Title: Leveraging Structured Knowledge to Enable Efficient AI Assistants

 

Date: Thursday, November 21st, 2024

Time: 11:00 AM - 1:00 PM EST

Location: Zoom Link

Meeting ID: 920 5209 9288

Passcode: 779339

 

Karan Samel

Machine Learning PhD Student

School of Interactive Computing

Georgia Institute of Technology

 

Committee

Dr. Irfan Essa (Advisor): School of Interactive Computing, Georgia Tech; Google DeepMind

Dr. Thomas Ploetz: School of Interactive Computing, Georgia Tech

Dr. Alan Ritter: School of Interactive Computing, Georgia Tech

Dr. Wei Xu: School of Interactive Computing, Georgia Tech

Dr. Cheng Li: Google DeepMind

 

Abstract

Virtual AI assistants help with tasks from different domains, such as personalized e-commerce recommendations or cooking instructions based on a user’s prior preferences. To build these systems efficiently, we require domain data from those tasks, which may be limited in quantity. This poses a challenge for traditional deep learning models, which are data intensive and require domain specific data to generalize to out of distribution cases. We address this by integrating prior structured knowledge, instead of obtaining more unstructured domain data, into models to improve data and computational efficiency. 

 

First, within e-commerce, we investigate leveraging a knowledge graph of relations between products and user categories of interest. These knowledge relations were integrated into a BERT language model, which learns which knowledge is the most relevant for the prediction task at hand. This Knowledge Relevance BERT (KR-BERT) model enables the identification of relevant user topics of interest when limited prior product data is available. 

 

Second, these e-commerce platforms also arrange products within taxonomies or hierarchies.

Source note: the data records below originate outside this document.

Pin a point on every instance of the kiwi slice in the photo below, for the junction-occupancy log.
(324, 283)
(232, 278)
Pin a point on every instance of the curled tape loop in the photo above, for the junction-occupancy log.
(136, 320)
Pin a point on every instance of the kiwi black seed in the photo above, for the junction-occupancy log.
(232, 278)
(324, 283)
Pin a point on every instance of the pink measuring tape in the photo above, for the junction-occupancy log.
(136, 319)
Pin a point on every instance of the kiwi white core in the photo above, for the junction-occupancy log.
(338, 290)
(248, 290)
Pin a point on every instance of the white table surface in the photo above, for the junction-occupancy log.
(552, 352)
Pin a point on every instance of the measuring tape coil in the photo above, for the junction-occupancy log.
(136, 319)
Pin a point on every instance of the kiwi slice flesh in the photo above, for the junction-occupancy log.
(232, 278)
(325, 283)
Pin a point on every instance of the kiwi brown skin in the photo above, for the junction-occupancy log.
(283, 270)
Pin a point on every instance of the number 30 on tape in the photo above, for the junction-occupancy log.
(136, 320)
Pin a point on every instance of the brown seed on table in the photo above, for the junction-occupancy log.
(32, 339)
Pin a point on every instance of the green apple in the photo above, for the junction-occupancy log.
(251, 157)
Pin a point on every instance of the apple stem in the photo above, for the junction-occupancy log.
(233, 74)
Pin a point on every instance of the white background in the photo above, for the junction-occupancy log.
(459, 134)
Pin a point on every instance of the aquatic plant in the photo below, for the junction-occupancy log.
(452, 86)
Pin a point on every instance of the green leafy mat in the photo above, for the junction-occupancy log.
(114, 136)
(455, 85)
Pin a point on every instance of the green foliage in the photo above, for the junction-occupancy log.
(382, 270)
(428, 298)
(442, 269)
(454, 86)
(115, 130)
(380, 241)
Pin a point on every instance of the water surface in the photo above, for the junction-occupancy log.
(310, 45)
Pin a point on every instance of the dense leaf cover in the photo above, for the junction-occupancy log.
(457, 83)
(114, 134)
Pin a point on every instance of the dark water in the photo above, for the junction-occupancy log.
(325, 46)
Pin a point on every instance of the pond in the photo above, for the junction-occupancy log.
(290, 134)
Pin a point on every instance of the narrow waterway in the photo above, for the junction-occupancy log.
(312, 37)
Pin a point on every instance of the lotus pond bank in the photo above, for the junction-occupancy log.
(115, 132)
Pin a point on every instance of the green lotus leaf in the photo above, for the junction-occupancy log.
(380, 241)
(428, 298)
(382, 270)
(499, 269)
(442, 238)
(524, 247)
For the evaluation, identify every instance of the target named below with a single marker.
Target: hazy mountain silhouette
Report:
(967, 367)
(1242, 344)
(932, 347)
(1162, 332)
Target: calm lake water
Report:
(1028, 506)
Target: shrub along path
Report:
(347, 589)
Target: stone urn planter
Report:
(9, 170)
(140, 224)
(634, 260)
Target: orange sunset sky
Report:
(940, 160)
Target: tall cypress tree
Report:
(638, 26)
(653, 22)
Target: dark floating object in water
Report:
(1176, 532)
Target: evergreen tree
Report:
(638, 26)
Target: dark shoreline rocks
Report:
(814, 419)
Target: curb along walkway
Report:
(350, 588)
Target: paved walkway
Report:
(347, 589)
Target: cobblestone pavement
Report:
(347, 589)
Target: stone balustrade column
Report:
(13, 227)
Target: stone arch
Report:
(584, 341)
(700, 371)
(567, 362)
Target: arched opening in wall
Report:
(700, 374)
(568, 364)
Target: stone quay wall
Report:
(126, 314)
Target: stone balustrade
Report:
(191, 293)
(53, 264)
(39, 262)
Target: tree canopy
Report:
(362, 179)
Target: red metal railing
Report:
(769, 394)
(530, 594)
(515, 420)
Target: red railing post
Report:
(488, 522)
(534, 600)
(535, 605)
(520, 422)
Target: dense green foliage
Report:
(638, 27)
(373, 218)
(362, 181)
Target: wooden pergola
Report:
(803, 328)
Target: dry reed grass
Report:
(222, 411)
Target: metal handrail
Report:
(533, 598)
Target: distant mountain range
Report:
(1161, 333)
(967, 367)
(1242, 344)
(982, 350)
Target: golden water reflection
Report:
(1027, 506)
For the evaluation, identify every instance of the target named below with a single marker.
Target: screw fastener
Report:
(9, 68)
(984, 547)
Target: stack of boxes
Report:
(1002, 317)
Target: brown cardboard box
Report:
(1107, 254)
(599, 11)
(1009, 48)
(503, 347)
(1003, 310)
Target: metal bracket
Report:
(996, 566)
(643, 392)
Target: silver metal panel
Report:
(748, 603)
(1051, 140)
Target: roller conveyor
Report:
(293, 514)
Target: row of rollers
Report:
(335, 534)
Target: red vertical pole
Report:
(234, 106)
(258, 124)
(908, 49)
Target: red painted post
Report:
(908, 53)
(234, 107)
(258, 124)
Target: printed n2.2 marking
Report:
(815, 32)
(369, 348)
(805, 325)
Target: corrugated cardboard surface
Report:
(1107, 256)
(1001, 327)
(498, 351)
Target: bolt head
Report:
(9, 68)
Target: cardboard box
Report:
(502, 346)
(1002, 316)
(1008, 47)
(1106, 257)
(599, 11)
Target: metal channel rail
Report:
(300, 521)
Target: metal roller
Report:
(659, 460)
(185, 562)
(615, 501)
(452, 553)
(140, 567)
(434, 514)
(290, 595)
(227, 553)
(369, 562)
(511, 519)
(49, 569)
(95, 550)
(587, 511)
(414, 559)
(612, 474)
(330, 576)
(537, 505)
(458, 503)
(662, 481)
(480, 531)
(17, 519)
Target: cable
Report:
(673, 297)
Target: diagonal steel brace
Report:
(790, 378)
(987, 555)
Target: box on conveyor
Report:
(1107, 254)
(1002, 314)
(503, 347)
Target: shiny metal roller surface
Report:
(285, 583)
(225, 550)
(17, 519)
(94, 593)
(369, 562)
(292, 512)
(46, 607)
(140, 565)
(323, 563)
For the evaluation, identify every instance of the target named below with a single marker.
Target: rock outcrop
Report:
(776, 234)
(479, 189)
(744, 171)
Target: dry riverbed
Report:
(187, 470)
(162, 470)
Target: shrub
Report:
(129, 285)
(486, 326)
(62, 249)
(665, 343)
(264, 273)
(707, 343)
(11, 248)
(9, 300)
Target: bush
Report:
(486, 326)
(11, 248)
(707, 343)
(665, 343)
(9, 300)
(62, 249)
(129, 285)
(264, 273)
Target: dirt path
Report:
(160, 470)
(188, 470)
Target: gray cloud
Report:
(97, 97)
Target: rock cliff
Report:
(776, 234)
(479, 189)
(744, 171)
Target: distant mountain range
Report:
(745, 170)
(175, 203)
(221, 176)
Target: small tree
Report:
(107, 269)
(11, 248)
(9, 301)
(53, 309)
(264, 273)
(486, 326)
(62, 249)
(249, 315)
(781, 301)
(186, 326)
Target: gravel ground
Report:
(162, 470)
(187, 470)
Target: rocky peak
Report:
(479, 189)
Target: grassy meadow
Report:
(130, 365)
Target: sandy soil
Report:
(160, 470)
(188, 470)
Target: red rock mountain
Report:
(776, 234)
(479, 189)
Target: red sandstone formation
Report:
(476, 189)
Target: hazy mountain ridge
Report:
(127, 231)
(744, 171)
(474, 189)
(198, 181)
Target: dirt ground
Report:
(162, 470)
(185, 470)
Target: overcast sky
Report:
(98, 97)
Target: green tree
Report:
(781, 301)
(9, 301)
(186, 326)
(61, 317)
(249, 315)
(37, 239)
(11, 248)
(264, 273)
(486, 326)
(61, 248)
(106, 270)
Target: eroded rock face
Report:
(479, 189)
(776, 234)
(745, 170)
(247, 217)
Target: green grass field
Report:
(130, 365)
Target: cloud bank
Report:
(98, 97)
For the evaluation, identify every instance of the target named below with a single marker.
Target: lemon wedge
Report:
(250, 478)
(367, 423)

These hierarchies can be used to learn better representations of products based on other products in nearby hierarchy categories. This is done by learning a language model that captures both the product’s text semantics as well as its hierarchy path structure within a Transformer model. This Semantic Structural Transformer (SST) approach improves on an array of downstream e-commerce tasks while using the same amount of prior data.  

 

Last, we aid users in instructional tasks by augmenting models with step-by-step procedures. This is done by mining “How To” instructional steps from websites to generate this list of procedural steps for different tasks. Heuristics are used to label unannotated instructional video clips with the corresponding steps. Providing these externally mined sequential steps leads to improved performance for predicting and forecasting different procedural steps within an instructional video, which then can be shown to assist a user. The hierarchy path of each video is extracted and assists when predicting the overall task occurring in that video, filtering which videos to identify the relevant steps from. This Procedural Hierarchical Video Transformer (PHiViT, or Pivot) leads to data and computation efficient training for downstream step and video prediction tasks.

 

Across different domain tasks, we show how to obtain and integrate structured sources of knowledge within traditional deep learning models. Doing so reduces the domain specific data and compute requirements that limit the practicality of deploying these AI assistants.